Characterizing Chromatin Interaction Domains in Hydra

This document provides details on our analysis of 3D genome architecture in the AEP genome assembly. This entailed aligning the raw Hi-C reads to the finalized genome assembly, normalizing contact frequencies, and predicting and characterizing chromatin contact domains.

Re-Mapping the AEP Hi-C Data to the Finalized Genome Assembly

Because we made additional modifications to the AEP genome assembly after the Hi-C scaffolding step (described in 01_aepGenomeAssembly.md), we had to re-map our Hi-C reads to the finalized assembly before we could further characterize chromatin interactions. We used the same mapping approach as when we performed the initial Hi-C scaffolding.

We first predicted restriction enzyme cutsites in the AEP assembly using the generate_site_positions.py script included as part of the Juicer pipeline.

(01_mapping/getCutsFinal.sh)

We then mapped the Hi-C reads using a slightly modified Juicer pipeline script (modifications described in 01_aepGenomeAssembly.md)

(01_mapping/runJuicerfinal.sh)

Note that the above script had to be run twice because of a batch scheduling error in the Juicer pipeline script.
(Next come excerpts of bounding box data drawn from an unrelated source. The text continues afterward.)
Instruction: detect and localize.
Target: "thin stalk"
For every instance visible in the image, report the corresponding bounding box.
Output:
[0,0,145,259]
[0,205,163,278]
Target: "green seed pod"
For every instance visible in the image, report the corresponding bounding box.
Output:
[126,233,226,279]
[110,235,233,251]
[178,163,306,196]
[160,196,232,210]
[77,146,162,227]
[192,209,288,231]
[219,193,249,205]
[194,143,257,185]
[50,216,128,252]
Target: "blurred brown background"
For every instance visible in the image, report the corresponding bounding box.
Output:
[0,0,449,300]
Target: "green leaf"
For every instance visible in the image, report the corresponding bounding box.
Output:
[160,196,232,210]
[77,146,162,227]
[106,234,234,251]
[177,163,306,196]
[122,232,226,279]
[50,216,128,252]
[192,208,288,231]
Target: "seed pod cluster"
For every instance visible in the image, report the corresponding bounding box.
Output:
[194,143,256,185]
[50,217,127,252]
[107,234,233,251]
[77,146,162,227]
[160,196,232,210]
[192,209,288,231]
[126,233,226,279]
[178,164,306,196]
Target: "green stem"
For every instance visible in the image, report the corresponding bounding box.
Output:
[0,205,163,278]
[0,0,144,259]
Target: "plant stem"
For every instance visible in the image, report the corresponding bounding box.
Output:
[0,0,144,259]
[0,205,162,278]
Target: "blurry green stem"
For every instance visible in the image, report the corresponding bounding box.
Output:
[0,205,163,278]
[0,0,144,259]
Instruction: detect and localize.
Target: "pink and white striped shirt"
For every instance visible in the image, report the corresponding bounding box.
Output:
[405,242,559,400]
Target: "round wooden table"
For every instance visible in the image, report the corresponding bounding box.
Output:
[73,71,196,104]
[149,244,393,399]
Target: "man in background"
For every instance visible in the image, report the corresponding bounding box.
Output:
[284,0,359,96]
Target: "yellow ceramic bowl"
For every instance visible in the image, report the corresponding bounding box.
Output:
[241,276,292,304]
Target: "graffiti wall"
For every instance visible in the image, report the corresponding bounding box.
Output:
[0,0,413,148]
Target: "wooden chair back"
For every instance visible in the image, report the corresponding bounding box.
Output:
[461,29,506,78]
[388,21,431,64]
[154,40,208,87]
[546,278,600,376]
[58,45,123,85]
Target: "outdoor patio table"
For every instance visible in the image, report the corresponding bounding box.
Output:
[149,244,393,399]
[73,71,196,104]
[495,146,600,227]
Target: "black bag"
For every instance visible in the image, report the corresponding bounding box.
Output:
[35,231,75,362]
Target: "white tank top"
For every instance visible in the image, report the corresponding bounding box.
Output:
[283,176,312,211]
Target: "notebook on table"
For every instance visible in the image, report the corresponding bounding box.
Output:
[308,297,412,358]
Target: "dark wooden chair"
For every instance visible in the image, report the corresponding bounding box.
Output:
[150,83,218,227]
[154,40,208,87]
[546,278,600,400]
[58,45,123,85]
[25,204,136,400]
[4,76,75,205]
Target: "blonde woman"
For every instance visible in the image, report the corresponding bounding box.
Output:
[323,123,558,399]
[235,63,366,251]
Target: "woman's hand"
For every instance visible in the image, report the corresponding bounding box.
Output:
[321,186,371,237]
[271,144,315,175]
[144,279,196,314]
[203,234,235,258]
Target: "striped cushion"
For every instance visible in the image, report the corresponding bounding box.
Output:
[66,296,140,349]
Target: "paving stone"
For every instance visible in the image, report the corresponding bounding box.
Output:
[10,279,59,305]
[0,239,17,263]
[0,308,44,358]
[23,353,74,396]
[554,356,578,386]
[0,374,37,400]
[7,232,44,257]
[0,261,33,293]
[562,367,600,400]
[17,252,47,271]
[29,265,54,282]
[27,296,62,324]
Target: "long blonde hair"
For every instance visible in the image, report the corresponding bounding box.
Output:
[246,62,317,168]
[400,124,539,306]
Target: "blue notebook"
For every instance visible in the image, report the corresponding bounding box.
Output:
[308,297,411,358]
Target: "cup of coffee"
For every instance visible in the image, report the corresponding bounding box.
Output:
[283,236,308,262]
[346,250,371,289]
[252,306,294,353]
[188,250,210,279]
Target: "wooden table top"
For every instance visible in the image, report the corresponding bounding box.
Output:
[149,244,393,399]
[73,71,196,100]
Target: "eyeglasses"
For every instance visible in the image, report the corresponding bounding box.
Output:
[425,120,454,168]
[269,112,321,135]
Re-executing the pipeline after the initial run failed allowed us to successfully recover the analysis and generate the necessary mapped read files.

 

Identifying and Visualizing Chromatin Contact Domains Using Hi-C Data

Converting and Normalizing the Hi-C Contact Frequency Data

The tools we used for downstream analysis of our mapped Hi-C reads (HiCExplorer) use the .cool format, as opposed to the .hic format used by Juicer. In addition, the tools that generate .cool files are also not compatible with .hic files. We therefore used the merged_nodup2pairs.pl utility script from pairix to convert the mapped read output from Juicer (merged_nodups.txt) to a read pairs file.

(01_mapping/juiceOut2Pairs.sh)

The pairs file was then be used to generate .cool files. When generating this file, you need to specify the resolution of the data by picking the bin size used to pool contact data. We used a bin size of 8 Kb for visualizing the data, and a bin size of 16 Kb for domain calling.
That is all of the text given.